I hope that gives me an excuse then.
byuu wrote:
I started with the SNES, and it took a few weeks to get some interesting demo games running, and around a month or two to get the first commercial game fully playable.
I have to ask you the same question I asked James: what kind of experience with hardware/software/electronics did you have before that? I can't imagine just jumping into a project like this (which is supposed to be a ball-buster) and being able to get a game fully playable without having a lot of prior experience with similar stuff.
It definitely is a vague question. But for certain your level of experience is going to drastically impact how long it takes you. And then how much time per day you have to work on it.
When I wrote my first emulator it took probably a week to go from nothing to something that could play some games. The slowest part in the beginning is writing that CPU core. It's also probably the biggest barrier to someone getting started. When you're working on emulating the CPU there is no really satisfying feedback. You are just looking at your debugger or logger executing instructions. Things are far more interesting and rewarding once you can see something happening.
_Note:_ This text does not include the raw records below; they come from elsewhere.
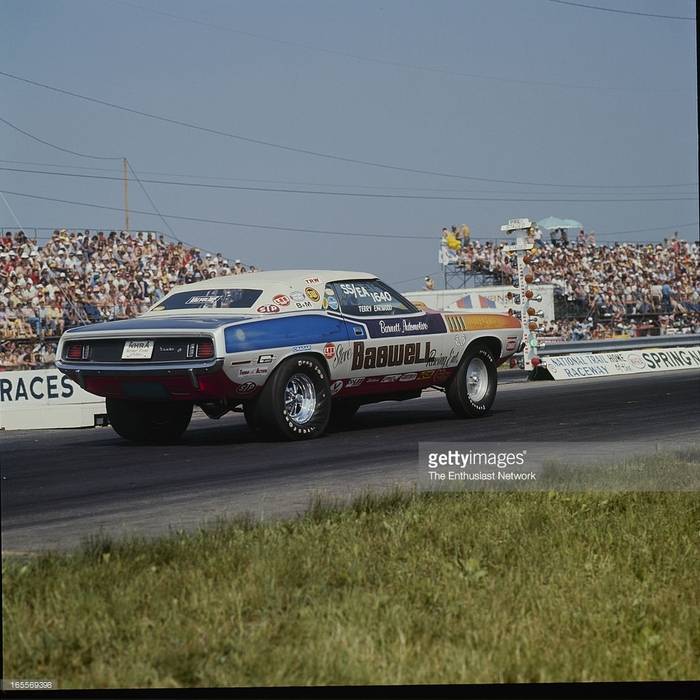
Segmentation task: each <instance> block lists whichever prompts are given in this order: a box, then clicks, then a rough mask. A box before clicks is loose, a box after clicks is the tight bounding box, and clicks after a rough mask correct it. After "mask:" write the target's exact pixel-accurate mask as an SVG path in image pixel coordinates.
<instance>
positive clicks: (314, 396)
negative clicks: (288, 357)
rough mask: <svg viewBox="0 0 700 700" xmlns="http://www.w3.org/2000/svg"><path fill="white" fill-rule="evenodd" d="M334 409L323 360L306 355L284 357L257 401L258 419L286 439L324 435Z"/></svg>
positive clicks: (330, 392)
mask: <svg viewBox="0 0 700 700" xmlns="http://www.w3.org/2000/svg"><path fill="white" fill-rule="evenodd" d="M330 412H331V391H330V385H329V382H328V376H327V374H326V370H325V368H324V366H323V365H322V363H321V361H320V360H318V359H316V358H315V357H312V356H309V355H304V356H301V357H290V358H289V359H287V360H285V361H284V362H283V363H282V364H281V365H280V366H279V367H278V368H277V369H276V370H275V372H274V374H273V375H272V376H271V377H270V378H269V379H268V380H267V382H266V383H265V386H264V387H263V390H262V392H261V393H260V396H259V398H258V400H257V407H256V411H255V421H256V422H259V424H260V425H261V427H262V428H263V429H265V430H267V431H268V432H271V433H273V434H275V435H278V436H280V437H283V438H286V439H287V440H308V439H310V438H315V437H319V436H320V435H323V433H324V431H325V430H326V427H327V426H328V419H329V417H330Z"/></svg>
Once you've written an emulator for NES you could certainly crank one out in a day that would play alot of games.
MottZilla wrote:
When you're working on emulating the CPU there is no really satisfying feedback. You are just looking at your debugger or logger executing instructions. Things are far more interesting and rewarding once you can see something happening.
I'm not entirely sure about that. When I was developing a 6502 simulator for a unit test framework, I felt rewarded just seeing the "percentage of nestest completed with PC and CYC matching the Nintendulator log" metric go up.
ArsonIzer wrote:
James wrote:
ArsonIzer wrote:
How long did it take you (and everyone else here) to make your first ever emulator? 1 day sounds pretty insane.
I wrote the first iteration of my NES emulator in about a week or two. Basic mappers, mediocre accuracy, no sound.
That's really quick. I assume you had a lot of experience with programming and low-level hardware before this?
Some programming experience and a pretty good understanding of hardware, I suppose. I also had a lot of free time.
tepples wrote:
MottZilla wrote:
When you're working on emulating the CPU there is no really satisfying feedback. You are just looking at your debugger or logger executing instructions. Things are far more interesting and rewarding once you can see something happening.
I'm not entirely sure about that. When I was developing a 6502 simulator for a unit test framework, I felt rewarded just seeing the "percentage of nestest completed with PC and CYC matching the Nintendulator log" metric go up.
I guess it depends on what type of person you are. I think for alot of people if they are working on their first emulation project they don't really get much satisfaction until they see some real sign of a game running. Particularly because you can make mistakes with a CPU core if you don't have enough experience with that CPU. And the mistakes may not have obvious effects but could prevent you from getting things working.